Federal, state and local governments offer incredible financial incentives to encourage businesses to invest in renewable energy. These incentives dramatically lower the cost of a solar system and can make the difference in turning your project into a profitable investment.
State and Local Rebate Programs
Many states, cities and utility companies have created programs to encourage businesses to switch to solar power. The amount of the rebate subsidy varies by program, but some are generous enough to cover up to 40% of your system cost. However, these programs are designed to reward early adopters of solar power, so the rebate amount per project continues to drop as the allotted funds are consumed. ARE will identify all of the qualifying programs for your business and file the required paperwork for you.
Federal Tax Credits
The federal government offers a number of solar incentives, including a 30% investment tax credit (ITC) on the solar system cost.
SRECs
In New Jersey, the state rewards businesses that have solar installations with Solar Renewable Energy Certificates (SRECs) for producing green energy.

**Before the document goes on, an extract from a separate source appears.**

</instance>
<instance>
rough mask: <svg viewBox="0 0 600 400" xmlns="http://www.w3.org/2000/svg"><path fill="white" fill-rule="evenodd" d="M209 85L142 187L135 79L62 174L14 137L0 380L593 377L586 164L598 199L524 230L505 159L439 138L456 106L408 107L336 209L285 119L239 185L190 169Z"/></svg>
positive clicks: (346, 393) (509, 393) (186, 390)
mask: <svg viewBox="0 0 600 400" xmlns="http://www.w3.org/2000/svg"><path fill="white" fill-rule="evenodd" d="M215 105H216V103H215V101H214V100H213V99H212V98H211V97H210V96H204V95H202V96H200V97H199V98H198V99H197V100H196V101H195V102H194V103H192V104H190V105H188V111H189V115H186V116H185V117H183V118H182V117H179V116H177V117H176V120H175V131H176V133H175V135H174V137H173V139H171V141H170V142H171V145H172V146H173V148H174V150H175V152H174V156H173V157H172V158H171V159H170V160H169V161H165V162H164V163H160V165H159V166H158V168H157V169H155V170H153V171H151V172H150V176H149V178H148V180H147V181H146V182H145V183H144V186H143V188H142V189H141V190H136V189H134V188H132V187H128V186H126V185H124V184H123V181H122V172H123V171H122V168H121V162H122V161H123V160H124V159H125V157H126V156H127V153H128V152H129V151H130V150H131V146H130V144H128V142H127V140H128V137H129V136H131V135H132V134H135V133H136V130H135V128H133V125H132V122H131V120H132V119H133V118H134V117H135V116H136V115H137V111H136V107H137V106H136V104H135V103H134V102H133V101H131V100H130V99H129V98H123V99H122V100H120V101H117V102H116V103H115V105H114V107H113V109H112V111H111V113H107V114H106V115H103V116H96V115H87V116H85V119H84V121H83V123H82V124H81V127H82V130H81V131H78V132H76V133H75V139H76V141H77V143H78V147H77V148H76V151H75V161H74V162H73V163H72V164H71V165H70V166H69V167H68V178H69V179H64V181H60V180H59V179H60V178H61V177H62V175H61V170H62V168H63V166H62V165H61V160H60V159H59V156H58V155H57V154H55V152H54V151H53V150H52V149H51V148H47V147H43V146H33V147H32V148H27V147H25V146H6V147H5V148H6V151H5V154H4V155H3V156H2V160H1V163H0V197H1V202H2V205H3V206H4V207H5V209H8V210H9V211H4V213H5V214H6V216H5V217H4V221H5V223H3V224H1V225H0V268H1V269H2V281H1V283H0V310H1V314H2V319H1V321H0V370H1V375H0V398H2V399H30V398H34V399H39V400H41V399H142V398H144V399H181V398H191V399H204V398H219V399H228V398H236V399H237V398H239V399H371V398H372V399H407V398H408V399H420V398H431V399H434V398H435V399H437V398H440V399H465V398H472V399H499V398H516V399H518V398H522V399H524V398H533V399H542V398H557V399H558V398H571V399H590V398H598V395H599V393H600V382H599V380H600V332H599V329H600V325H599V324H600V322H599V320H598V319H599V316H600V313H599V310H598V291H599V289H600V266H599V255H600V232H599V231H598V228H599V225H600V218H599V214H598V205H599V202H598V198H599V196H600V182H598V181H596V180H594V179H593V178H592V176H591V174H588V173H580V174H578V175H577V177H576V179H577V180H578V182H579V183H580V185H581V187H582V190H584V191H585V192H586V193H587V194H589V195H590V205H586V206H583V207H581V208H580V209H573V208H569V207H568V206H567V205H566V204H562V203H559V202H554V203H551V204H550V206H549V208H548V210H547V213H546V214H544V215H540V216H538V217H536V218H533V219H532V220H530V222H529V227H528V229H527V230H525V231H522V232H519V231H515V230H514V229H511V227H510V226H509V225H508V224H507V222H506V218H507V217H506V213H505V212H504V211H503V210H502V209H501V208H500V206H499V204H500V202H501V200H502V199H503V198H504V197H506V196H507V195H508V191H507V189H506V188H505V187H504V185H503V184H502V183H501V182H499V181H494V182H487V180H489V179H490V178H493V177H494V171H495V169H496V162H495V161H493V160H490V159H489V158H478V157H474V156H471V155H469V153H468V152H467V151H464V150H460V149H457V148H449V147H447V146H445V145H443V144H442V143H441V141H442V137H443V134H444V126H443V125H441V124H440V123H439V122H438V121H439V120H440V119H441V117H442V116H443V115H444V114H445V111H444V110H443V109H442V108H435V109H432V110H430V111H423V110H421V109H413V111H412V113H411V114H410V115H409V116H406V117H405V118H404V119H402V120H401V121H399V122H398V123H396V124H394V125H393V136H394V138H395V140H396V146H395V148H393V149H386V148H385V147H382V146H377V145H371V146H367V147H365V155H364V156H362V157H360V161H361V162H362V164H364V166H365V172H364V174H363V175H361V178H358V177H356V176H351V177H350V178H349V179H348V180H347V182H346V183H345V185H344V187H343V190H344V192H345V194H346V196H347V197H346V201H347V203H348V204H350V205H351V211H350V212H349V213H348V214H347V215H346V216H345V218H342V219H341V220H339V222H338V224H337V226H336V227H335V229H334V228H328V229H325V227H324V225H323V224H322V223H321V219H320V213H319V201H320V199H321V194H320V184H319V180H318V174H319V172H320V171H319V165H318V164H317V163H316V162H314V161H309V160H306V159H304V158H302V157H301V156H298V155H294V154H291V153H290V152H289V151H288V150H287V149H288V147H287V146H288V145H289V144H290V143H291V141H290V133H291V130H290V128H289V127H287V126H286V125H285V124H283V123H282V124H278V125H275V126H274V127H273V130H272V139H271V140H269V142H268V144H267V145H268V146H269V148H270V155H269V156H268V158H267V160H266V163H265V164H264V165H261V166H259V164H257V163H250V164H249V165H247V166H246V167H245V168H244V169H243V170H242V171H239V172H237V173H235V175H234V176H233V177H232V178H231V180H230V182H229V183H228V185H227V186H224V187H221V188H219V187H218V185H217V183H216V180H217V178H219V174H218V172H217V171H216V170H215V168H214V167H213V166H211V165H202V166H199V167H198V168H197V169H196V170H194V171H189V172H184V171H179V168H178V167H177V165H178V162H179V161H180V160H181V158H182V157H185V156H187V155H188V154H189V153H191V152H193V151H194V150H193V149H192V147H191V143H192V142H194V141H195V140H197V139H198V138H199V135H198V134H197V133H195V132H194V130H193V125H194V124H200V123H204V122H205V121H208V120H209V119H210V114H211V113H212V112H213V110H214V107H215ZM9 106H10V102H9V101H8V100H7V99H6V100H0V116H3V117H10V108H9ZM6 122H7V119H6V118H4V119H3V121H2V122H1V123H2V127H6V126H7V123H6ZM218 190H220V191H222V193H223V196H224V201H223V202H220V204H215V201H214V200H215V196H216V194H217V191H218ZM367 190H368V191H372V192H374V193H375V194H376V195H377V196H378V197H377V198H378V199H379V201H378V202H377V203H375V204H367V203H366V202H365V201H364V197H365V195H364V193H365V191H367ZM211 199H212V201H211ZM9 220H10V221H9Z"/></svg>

For every 1,000 kWh that you generate from your solar installation, you earn one SREC. At the same time, the Board of Public Utilities is charging utility companies for the non-renewable energy they produce up to a percentage. Utilities have to option of investing in their own renewable energy facilities or they can buy SRECs from other solar installations, such as the one in your business.
For utilities to buy these SRECs, they are traded in the open market and have been traded on the spot market for approximately $700 as of April 2010. A business with a solar system can use SRECs as a revenue stream to earn returns on their investment, or they can surrender their SRECs for 15 years to pay back a loan to finance their system.
To find the latest SREC market values, go to: www.njcep.com .
Accelerated Depreciation
Another federal incentive available to businesses is the accelerated depreciation of the solar asset that follows the Modified Accelerated Cost Recovery System (MACRS) technique. This accelerated depreciation is a five year MACRS spread over 6 years where more than 50% of the asset is depreciated in the first two years.